Il pose une main douce sur mon épaule. La tête dans mes coudes, j’ai craqué et je pleure sur la table.

— C’est bien, fils. La victoire, pour moi, c’est pas seulement un score, c’est un état d’esprit, d’accord ? Et plus on gagne mieux c’est, mais l’important c’est de pas se perdre.

Je me redresse, lui demande pardon de m’être étalé devant lui. Il me répond merci, puis me désigne sa montre et m’indique la sortie d’un coup de menton. Il a dû grouper ses entretiens ici, dans ce café où je m’enfonçais de matin en matin, entre deux autres exclus, pour éviter de me perdre complètement – il a raison. Si je suis repêchable aujourd’hui, pour lui, c’est que je me suis laissé couler en apnée, quand la vie devenait irrespirable.

— Rentre chez toi et dors. Entraînement lundi huit heures.

La voix de Talia me trouve sur le trottoir, deux ou trois cents mètres plus tard, dans le même état. Elle me demande si j’ai eu le message pour lundi. Je réponds oui. Elle dit que c’est gentil d’être allé voir Maximo. Elle rentre de Sardaigne, elle est contente, dix heures par jour, des partenaires shootés à mort, c’était l’horreur mais bien payé, elle a pensé à moi, elle m’a écrit une carte postale qu’elle a oubliée à l’aéroport, Bruno Pitoun m’embrasse, ils n’avaient pas de scène ensemble et il est tombé amoureux de sa partenaire, ils ont décidé de prolonger hors caméra en visitant la Corse, elle a hâte de me voir, mais elle préfère récupérer cette nuit et qu’on se voie demain. Je pense la même chose. Je n’ai pas envie de tricher, ce soir. Pas après le moment que je viens de vivre.
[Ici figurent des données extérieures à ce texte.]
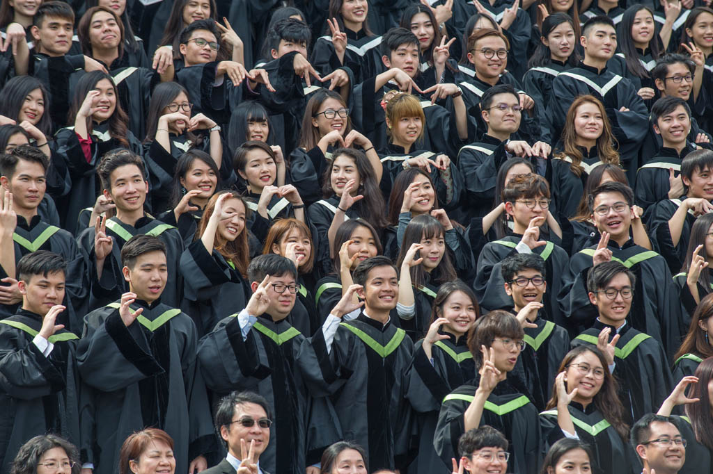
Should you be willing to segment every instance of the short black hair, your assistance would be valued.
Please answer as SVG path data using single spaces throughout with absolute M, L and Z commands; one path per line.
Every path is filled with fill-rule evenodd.
M 49 273 L 57 272 L 66 275 L 67 262 L 62 256 L 49 251 L 37 251 L 28 253 L 15 266 L 17 279 L 26 282 L 36 275 L 46 277 Z
M 0 157 L 0 176 L 11 179 L 15 174 L 17 164 L 21 159 L 39 164 L 45 173 L 47 172 L 47 167 L 49 167 L 47 155 L 42 150 L 33 145 L 21 144 L 14 148 L 9 153 L 6 153 Z
M 111 174 L 117 168 L 126 164 L 135 165 L 141 172 L 141 176 L 145 176 L 143 159 L 135 153 L 125 148 L 115 148 L 104 154 L 99 162 L 99 166 L 96 167 L 96 173 L 99 175 L 104 189 L 111 191 Z
M 265 278 L 289 275 L 297 279 L 297 269 L 292 260 L 277 253 L 267 253 L 255 257 L 247 265 L 247 283 L 260 283 Z
M 178 41 L 181 44 L 185 44 L 190 39 L 190 36 L 193 34 L 193 32 L 198 30 L 207 30 L 215 36 L 216 40 L 220 41 L 220 32 L 218 31 L 218 28 L 215 26 L 215 21 L 212 18 L 196 20 L 181 30 Z
M 163 252 L 166 255 L 166 244 L 155 236 L 143 233 L 134 236 L 121 248 L 121 265 L 133 270 L 136 259 L 149 252 Z
M 381 55 L 391 57 L 391 52 L 399 49 L 402 44 L 419 46 L 419 38 L 411 31 L 405 28 L 392 28 L 381 36 Z
M 232 417 L 235 416 L 235 405 L 241 404 L 255 404 L 262 407 L 262 409 L 267 414 L 267 418 L 272 419 L 272 414 L 270 411 L 270 405 L 267 400 L 262 395 L 259 395 L 254 391 L 233 391 L 230 394 L 220 399 L 217 406 L 215 407 L 215 431 L 218 433 L 218 438 L 222 442 L 223 446 L 227 448 L 227 442 L 220 436 L 220 428 L 227 426 L 227 431 L 230 431 L 232 426 Z
M 537 253 L 515 253 L 506 257 L 501 263 L 501 272 L 506 283 L 512 281 L 518 272 L 525 268 L 531 268 L 540 272 L 543 277 L 547 276 L 545 260 Z
M 366 280 L 369 280 L 369 273 L 376 267 L 391 267 L 396 271 L 396 277 L 399 276 L 399 270 L 391 262 L 391 259 L 383 255 L 377 255 L 375 257 L 367 258 L 356 265 L 352 274 L 354 284 L 361 286 L 366 285 Z
M 502 433 L 489 425 L 468 430 L 458 440 L 458 452 L 470 458 L 475 451 L 483 448 L 500 448 L 508 451 L 508 439 Z
M 589 210 L 594 212 L 594 201 L 597 196 L 602 193 L 619 193 L 624 196 L 624 200 L 630 206 L 634 205 L 634 191 L 624 183 L 615 181 L 610 181 L 597 186 L 587 198 L 587 203 L 589 204 Z
M 667 95 L 661 98 L 654 102 L 654 105 L 651 107 L 651 114 L 649 115 L 649 120 L 651 120 L 651 123 L 658 125 L 659 118 L 666 114 L 671 113 L 679 105 L 682 105 L 685 109 L 688 118 L 691 118 L 691 107 L 689 107 L 688 103 L 685 100 L 679 97 Z
M 481 110 L 486 110 L 493 105 L 493 98 L 498 94 L 512 94 L 520 101 L 520 96 L 511 84 L 498 84 L 490 88 L 481 98 Z
M 622 263 L 615 260 L 604 262 L 590 268 L 587 275 L 587 290 L 593 293 L 606 288 L 614 277 L 620 273 L 624 273 L 629 277 L 631 288 L 633 290 L 636 286 L 636 275 Z

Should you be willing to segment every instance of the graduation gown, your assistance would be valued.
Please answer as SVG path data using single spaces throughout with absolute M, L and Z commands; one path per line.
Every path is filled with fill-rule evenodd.
M 275 322 L 269 315 L 258 317 L 244 339 L 236 313 L 198 344 L 200 370 L 217 397 L 248 390 L 267 399 L 275 423 L 260 467 L 271 473 L 305 469 L 308 394 L 295 362 L 304 341 L 286 320 Z
M 605 327 L 612 330 L 608 338 L 611 342 L 616 330 L 597 320 L 593 327 L 572 340 L 572 347 L 596 346 L 599 333 Z M 658 341 L 631 325 L 621 327 L 619 335 L 613 375 L 619 382 L 619 399 L 626 410 L 627 422 L 631 425 L 659 409 L 673 389 L 673 379 L 666 353 Z
M 592 450 L 593 456 L 590 460 L 594 474 L 638 474 L 641 472 L 640 465 L 629 443 L 622 439 L 594 404 L 584 409 L 581 404 L 572 401 L 568 410 L 577 436 Z M 553 444 L 565 437 L 557 423 L 557 409 L 540 413 L 540 423 L 545 446 L 549 451 Z
M 143 312 L 127 327 L 120 305 L 116 301 L 85 316 L 77 346 L 79 373 L 93 392 L 90 406 L 83 407 L 95 425 L 88 461 L 97 474 L 114 473 L 126 437 L 153 426 L 173 438 L 176 469 L 188 472 L 198 455 L 217 450 L 198 370 L 195 325 L 160 300 L 137 300 L 130 310 Z
M 475 396 L 480 376 L 461 385 L 443 399 L 434 438 L 434 446 L 446 463 L 458 458 L 458 440 L 465 433 L 463 415 Z M 511 375 L 500 382 L 488 397 L 481 424 L 490 425 L 502 433 L 509 442 L 508 470 L 515 474 L 535 474 L 542 462 L 543 438 L 538 410 L 532 404 L 524 384 Z
M 493 242 L 488 242 L 478 257 L 477 274 L 473 285 L 481 307 L 488 310 L 513 307 L 513 298 L 505 293 L 501 263 L 509 256 L 517 255 L 515 247 L 521 236 L 507 236 Z M 569 257 L 561 247 L 548 241 L 544 246 L 535 247 L 533 253 L 545 260 L 545 275 L 547 291 L 543 303 L 552 320 L 560 326 L 566 324 L 565 315 L 559 307 L 557 295 L 562 288 L 561 275 L 566 271 Z
M 413 344 L 404 330 L 362 312 L 339 323 L 331 351 L 323 331 L 304 343 L 297 357 L 315 396 L 334 404 L 342 439 L 364 448 L 370 470 L 403 465 L 410 433 L 405 399 Z
M 179 306 L 183 289 L 183 277 L 179 268 L 183 272 L 185 272 L 185 268 L 178 265 L 183 251 L 183 239 L 178 231 L 173 226 L 148 216 L 138 219 L 134 226 L 124 223 L 115 216 L 106 221 L 106 235 L 111 237 L 113 246 L 111 253 L 104 260 L 101 279 L 96 274 L 94 228 L 84 229 L 77 238 L 80 248 L 88 256 L 88 268 L 92 282 L 90 310 L 101 307 L 113 300 L 119 299 L 121 295 L 128 291 L 128 284 L 124 280 L 121 271 L 123 268 L 121 264 L 121 248 L 130 238 L 141 233 L 158 237 L 165 244 L 168 277 L 161 295 L 161 300 L 165 302 L 166 305 L 170 302 L 170 305 L 172 307 Z
M 412 443 L 418 455 L 409 467 L 415 474 L 437 474 L 448 472 L 448 466 L 434 448 L 436 423 L 443 399 L 451 391 L 473 377 L 475 362 L 468 349 L 467 337 L 458 340 L 453 335 L 438 331 L 448 339 L 436 341 L 431 346 L 431 360 L 426 356 L 423 340 L 416 343 L 414 360 L 409 372 L 406 398 L 416 412 Z
M 79 378 L 76 335 L 50 336 L 48 356 L 32 340 L 42 317 L 26 310 L 0 320 L 0 473 L 33 436 L 51 433 L 78 446 Z
M 597 236 L 591 238 L 590 247 L 572 256 L 569 268 L 562 277 L 560 305 L 565 317 L 570 319 L 568 327 L 580 327 L 580 332 L 590 327 L 597 316 L 586 288 L 597 240 Z M 630 239 L 621 248 L 610 241 L 609 249 L 612 260 L 621 262 L 636 275 L 629 322 L 634 329 L 661 342 L 666 353 L 672 357 L 686 330 L 682 327 L 678 295 L 669 277 L 671 273 L 666 260 Z
M 199 335 L 210 332 L 219 321 L 247 304 L 247 282 L 219 252 L 214 249 L 208 253 L 203 243 L 197 240 L 183 251 L 180 258 L 182 309 L 193 319 Z

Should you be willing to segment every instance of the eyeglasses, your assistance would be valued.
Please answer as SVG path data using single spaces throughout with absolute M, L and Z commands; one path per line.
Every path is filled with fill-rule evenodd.
M 193 104 L 190 102 L 184 102 L 183 104 L 168 104 L 166 105 L 166 108 L 171 112 L 178 112 L 178 109 L 183 112 L 190 112 L 190 110 L 193 108 Z
M 270 426 L 272 426 L 272 420 L 270 419 L 269 418 L 261 418 L 257 421 L 257 426 L 260 426 L 260 428 L 270 428 Z M 252 426 L 255 426 L 255 420 L 253 420 L 252 418 L 248 418 L 246 416 L 245 418 L 241 418 L 240 420 L 235 420 L 235 421 L 231 421 L 228 424 L 232 425 L 234 423 L 240 423 L 245 428 L 252 428 Z
M 66 460 L 61 463 L 57 461 L 47 461 L 46 463 L 38 463 L 37 465 L 43 465 L 47 470 L 58 470 L 61 467 L 62 469 L 71 469 L 74 467 L 74 461 Z
M 508 351 L 511 351 L 515 347 L 519 349 L 520 352 L 525 350 L 525 341 L 515 341 L 515 339 L 509 339 L 508 337 L 503 337 L 501 339 L 496 337 L 494 338 L 494 340 L 502 342 L 503 345 L 505 346 L 505 348 Z
M 202 38 L 193 38 L 186 41 L 186 43 L 190 43 L 191 41 L 195 41 L 195 45 L 199 48 L 205 48 L 205 45 L 208 45 L 208 47 L 214 51 L 217 51 L 220 48 L 220 45 L 215 41 L 209 41 L 204 40 Z
M 506 49 L 498 49 L 496 51 L 494 49 L 491 49 L 490 48 L 483 48 L 483 49 L 474 49 L 473 51 L 480 51 L 487 59 L 491 59 L 495 56 L 497 56 L 498 59 L 505 59 L 508 57 L 508 50 Z
M 302 288 L 299 283 L 297 283 L 297 285 L 283 285 L 282 283 L 272 283 L 270 286 L 272 287 L 272 289 L 275 290 L 275 293 L 284 293 L 284 289 L 288 288 L 289 290 L 289 293 L 291 293 L 293 295 L 299 291 L 299 288 Z
M 615 297 L 617 297 L 617 295 L 619 295 L 620 293 L 622 298 L 624 298 L 625 300 L 628 300 L 629 298 L 631 297 L 631 295 L 632 294 L 633 294 L 634 292 L 632 291 L 631 287 L 626 286 L 622 288 L 621 290 L 615 290 L 614 288 L 607 288 L 606 290 L 600 290 L 599 291 L 595 291 L 594 293 L 604 293 L 605 295 L 606 295 L 607 297 L 609 298 L 610 300 L 615 299 Z
M 670 438 L 660 438 L 658 439 L 652 439 L 650 441 L 646 441 L 645 443 L 641 443 L 640 444 L 642 444 L 645 446 L 647 444 L 652 444 L 655 443 L 662 446 L 670 446 L 671 443 L 672 443 L 675 444 L 677 446 L 683 446 L 684 448 L 686 447 L 687 444 L 686 440 L 682 438 L 675 438 L 674 439 L 671 439 Z
M 497 453 L 486 451 L 485 453 L 473 453 L 471 455 L 480 458 L 486 463 L 492 462 L 493 459 L 507 463 L 508 460 L 510 459 L 510 453 L 508 451 L 498 451 Z
M 523 107 L 520 105 L 520 104 L 515 104 L 515 105 L 508 105 L 508 104 L 506 104 L 504 102 L 496 104 L 488 110 L 492 110 L 493 109 L 498 109 L 501 112 L 507 112 L 508 110 L 512 110 L 514 113 L 519 113 L 523 111 Z
M 612 206 L 600 206 L 594 210 L 600 216 L 606 216 L 609 214 L 609 209 L 614 209 L 614 212 L 621 213 L 627 210 L 629 205 L 625 202 L 615 202 Z
M 664 78 L 664 79 L 670 79 L 676 84 L 680 84 L 684 80 L 687 83 L 693 82 L 693 75 L 687 74 L 686 75 L 672 75 L 670 78 Z
M 320 112 L 319 113 L 314 114 L 312 117 L 317 117 L 317 115 L 321 115 L 322 114 L 324 114 L 324 117 L 326 117 L 329 120 L 334 118 L 337 114 L 339 114 L 339 117 L 341 117 L 342 118 L 347 118 L 347 116 L 349 115 L 349 109 L 345 109 L 344 107 L 342 107 L 341 109 L 339 109 L 337 110 L 335 110 L 334 109 L 327 109 L 324 112 Z
M 537 204 L 540 204 L 540 209 L 546 209 L 550 207 L 550 199 L 518 199 L 515 202 L 523 203 L 528 208 L 534 209 Z
M 532 283 L 532 284 L 535 286 L 542 286 L 543 283 L 545 283 L 545 279 L 542 277 L 533 277 L 532 278 L 520 277 L 519 278 L 515 278 L 515 280 L 511 280 L 508 283 L 514 283 L 518 286 L 527 286 L 530 283 Z
M 592 376 L 597 380 L 601 380 L 604 378 L 604 369 L 597 367 L 596 369 L 593 369 L 589 364 L 570 364 L 567 367 L 573 366 L 577 367 L 579 373 L 582 375 L 587 375 L 589 373 L 592 374 Z

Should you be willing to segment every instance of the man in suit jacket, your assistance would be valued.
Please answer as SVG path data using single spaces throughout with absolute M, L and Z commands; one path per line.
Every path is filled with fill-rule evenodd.
M 267 401 L 252 391 L 234 391 L 223 397 L 215 410 L 215 428 L 227 455 L 202 474 L 236 474 L 250 472 L 269 474 L 260 468 L 260 458 L 270 443 L 272 417 Z M 243 469 L 245 471 L 245 469 Z

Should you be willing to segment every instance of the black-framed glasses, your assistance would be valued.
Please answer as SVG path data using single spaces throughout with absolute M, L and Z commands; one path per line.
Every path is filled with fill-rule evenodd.
M 190 102 L 184 102 L 183 104 L 168 104 L 166 105 L 166 108 L 171 112 L 178 112 L 178 109 L 183 112 L 190 112 L 190 110 L 193 108 L 193 104 Z
M 321 115 L 322 114 L 324 114 L 324 117 L 329 119 L 330 120 L 334 118 L 334 117 L 336 117 L 337 114 L 339 114 L 339 117 L 341 117 L 342 118 L 347 118 L 347 116 L 349 115 L 349 110 L 345 109 L 344 107 L 342 107 L 341 109 L 337 109 L 337 110 L 334 109 L 327 109 L 327 110 L 324 110 L 323 112 L 319 112 L 314 114 L 314 115 L 312 115 L 312 117 L 316 117 L 317 115 Z
M 269 418 L 261 418 L 259 420 L 254 420 L 252 418 L 245 416 L 245 418 L 241 418 L 240 420 L 235 420 L 235 421 L 231 421 L 229 425 L 232 425 L 234 423 L 240 423 L 241 425 L 245 428 L 252 428 L 255 426 L 255 421 L 257 422 L 257 426 L 260 428 L 270 428 L 272 426 L 272 420 Z
M 607 288 L 606 290 L 600 290 L 599 291 L 595 291 L 595 293 L 604 293 L 604 295 L 610 300 L 614 300 L 617 297 L 617 295 L 620 294 L 622 298 L 628 300 L 631 297 L 631 295 L 634 294 L 634 290 L 631 289 L 630 286 L 625 286 L 621 290 Z
M 275 293 L 284 293 L 285 288 L 287 288 L 289 290 L 289 293 L 291 293 L 293 295 L 299 291 L 299 288 L 302 288 L 302 285 L 299 283 L 297 283 L 296 285 L 284 285 L 283 283 L 272 283 L 270 286 L 272 287 L 272 289 L 275 290 Z
M 687 83 L 692 83 L 693 75 L 687 74 L 686 75 L 672 75 L 670 78 L 664 78 L 664 79 L 670 79 L 675 84 L 680 84 L 684 80 L 685 80 Z
M 509 283 L 515 283 L 518 286 L 527 286 L 530 283 L 535 286 L 542 286 L 545 283 L 545 278 L 543 277 L 533 277 L 532 278 L 525 278 L 525 277 L 519 277 L 515 280 L 511 280 Z
M 195 45 L 199 48 L 205 48 L 205 45 L 208 45 L 208 47 L 214 51 L 217 51 L 220 49 L 220 45 L 215 41 L 209 41 L 203 39 L 202 38 L 192 38 L 186 41 L 186 43 L 190 43 L 191 41 L 195 41 Z

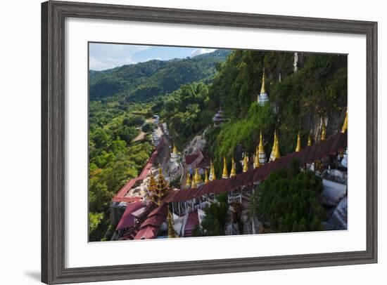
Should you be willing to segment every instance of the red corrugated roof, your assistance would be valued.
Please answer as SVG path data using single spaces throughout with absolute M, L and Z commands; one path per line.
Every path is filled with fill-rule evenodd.
M 250 169 L 236 177 L 229 179 L 218 179 L 202 185 L 198 188 L 182 189 L 170 192 L 164 198 L 165 203 L 178 202 L 190 200 L 207 194 L 218 194 L 241 189 L 244 186 L 252 185 L 255 182 L 262 181 L 272 172 L 288 166 L 293 157 L 300 159 L 301 164 L 311 163 L 316 159 L 326 159 L 343 152 L 347 147 L 347 133 L 337 133 L 326 140 L 316 142 L 311 147 L 306 147 L 300 152 L 288 154 L 275 161 L 267 163 L 255 169 Z
M 160 140 L 159 144 L 158 145 L 156 150 L 153 152 L 153 153 L 151 155 L 151 157 L 149 157 L 149 159 L 148 159 L 148 161 L 146 164 L 144 166 L 144 168 L 141 171 L 141 173 L 139 176 L 137 176 L 135 178 L 131 179 L 127 182 L 127 184 L 125 184 L 120 190 L 118 191 L 118 192 L 115 194 L 115 197 L 113 197 L 112 201 L 113 202 L 134 202 L 134 201 L 138 201 L 141 199 L 141 198 L 139 197 L 127 197 L 125 195 L 127 194 L 129 190 L 132 189 L 133 185 L 138 181 L 138 180 L 142 180 L 146 176 L 148 175 L 148 173 L 149 173 L 149 171 L 152 168 L 152 166 L 153 165 L 153 163 L 157 157 L 158 151 L 160 150 L 160 148 L 161 147 L 162 145 L 164 142 L 163 138 L 161 138 L 161 140 Z
M 136 217 L 132 215 L 132 213 L 135 212 L 136 211 L 143 207 L 144 207 L 144 205 L 141 201 L 129 204 L 127 206 L 127 208 L 122 214 L 120 222 L 118 222 L 118 225 L 117 225 L 117 227 L 115 228 L 115 230 L 122 230 L 134 225 Z
M 134 239 L 148 239 L 157 237 L 161 225 L 167 218 L 167 205 L 157 207 L 152 211 L 148 215 L 146 220 L 141 224 Z

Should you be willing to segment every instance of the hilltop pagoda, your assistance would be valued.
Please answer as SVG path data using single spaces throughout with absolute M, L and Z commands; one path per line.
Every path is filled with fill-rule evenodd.
M 263 73 L 262 74 L 262 86 L 260 88 L 260 93 L 258 98 L 258 104 L 260 105 L 261 106 L 264 105 L 267 102 L 269 102 L 269 96 L 267 96 L 267 93 L 266 93 L 265 81 L 265 69 L 263 69 Z
M 223 111 L 222 108 L 219 109 L 217 113 L 212 118 L 212 121 L 214 122 L 214 126 L 220 126 L 222 123 L 227 121 L 227 118 L 223 114 Z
— Ou si tu es pris, on se voit que lundi soir, dit-elle en traduisant mon silence. Ou on se voit plus, si t’en as marre, c’est pas un problème.

— On déjeune demain ?

— Royal-Monceau, dans le hall à treize heures. 35, avenue Hoche.

— D’accord. J’ai pas mal de choses à te dire…

— Tu as une drôle de voix. Tu es pas tout seul ?

— Voilà.

Au fond c’est plus simple, et ça rééquilibre.

— Excuse-moi. Tu fais comme tu veux, bonne soirée.

Elle coupe. J’éteins mon portable en lui en voulant un peu. De quoi ai-je envie avec elle, maintenant ? Comment l’emmener avec moi dans cette nouvelle vie qui commence lundi ?

Je rentre en me répétant le discours de Kopic, je me couche sans manger, je m’endors tout de suite, j’ouvre un portail blanc et je passe la nuit à marcher sur des pistaches dans une allée d’eucalyptus.